Ad ufficializzare la notizia, due giorni dopo, all’agenzia di stampa svizzera Keystone-Ats, ha provveduto il direttore dell’Interprofession du Gruyère, Philippe Bardet, che ha sottolineato come «il mercato sta reggendo bene in Germania, ma in Belgio il calo è del 40%, vale a dire 400 tonnellate in meno rispetto all’anno precedente».
Altra flessione importante, ha aggiunto Bardet, si è registrata «negli Stati Uniti, dove il 25% in meno equivale quasi a 1.000 tonnellate» di mancate vendite. Ad incidere sulla flessione, secondo gli analisti, sarebbero state le conseguenze della guerra in Ucraina e l’inflazione.

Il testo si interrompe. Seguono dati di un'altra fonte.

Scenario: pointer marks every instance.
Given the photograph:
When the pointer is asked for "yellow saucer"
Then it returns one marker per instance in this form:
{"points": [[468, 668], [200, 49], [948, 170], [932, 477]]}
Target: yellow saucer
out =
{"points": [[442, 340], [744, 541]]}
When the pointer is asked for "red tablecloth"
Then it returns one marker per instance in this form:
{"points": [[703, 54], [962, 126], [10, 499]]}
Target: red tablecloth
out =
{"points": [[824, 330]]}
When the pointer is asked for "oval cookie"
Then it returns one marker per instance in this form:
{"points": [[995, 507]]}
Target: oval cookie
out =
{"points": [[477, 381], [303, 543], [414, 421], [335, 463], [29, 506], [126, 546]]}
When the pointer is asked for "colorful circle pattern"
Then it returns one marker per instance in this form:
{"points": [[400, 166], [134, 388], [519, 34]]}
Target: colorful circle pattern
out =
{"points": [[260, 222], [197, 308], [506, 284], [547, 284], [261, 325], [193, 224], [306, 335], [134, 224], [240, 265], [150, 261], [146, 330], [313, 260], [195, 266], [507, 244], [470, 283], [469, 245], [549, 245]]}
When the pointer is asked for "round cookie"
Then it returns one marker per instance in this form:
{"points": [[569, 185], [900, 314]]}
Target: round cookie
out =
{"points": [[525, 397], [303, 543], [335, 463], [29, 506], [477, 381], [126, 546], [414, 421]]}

In controtendenza, ma di pochi decimali, è il mercato interno, «dove», incalza il direttore dell’Interprofession du Gruyère, «abbiamo fortunatamente registrato un leggero aumento: solo il Gruyère biologico ha subito una battuta d’arresto, e questo perché il consumatore purtroppo si dimostra sensibile al prezzo».
Un’inversione di tendenza forte qui di, rispetto al 2021, che aveva fatto registrare incrementi di vendite su tutti i fronti, ed era stato salutato come un anno-record. Cosa fare quindi davanti a questi repentini cambi di scena? Ridurre il numero delle vacche oppure destinare l’eccedenza di latte ad altre produzioni? Più probabile la seconda ipotesi: «Questa situazione», conclude Bardet mostrando un aspetto positivo, «forse permetterà di avere nuovamente una produzione di burro svizzero al 100%».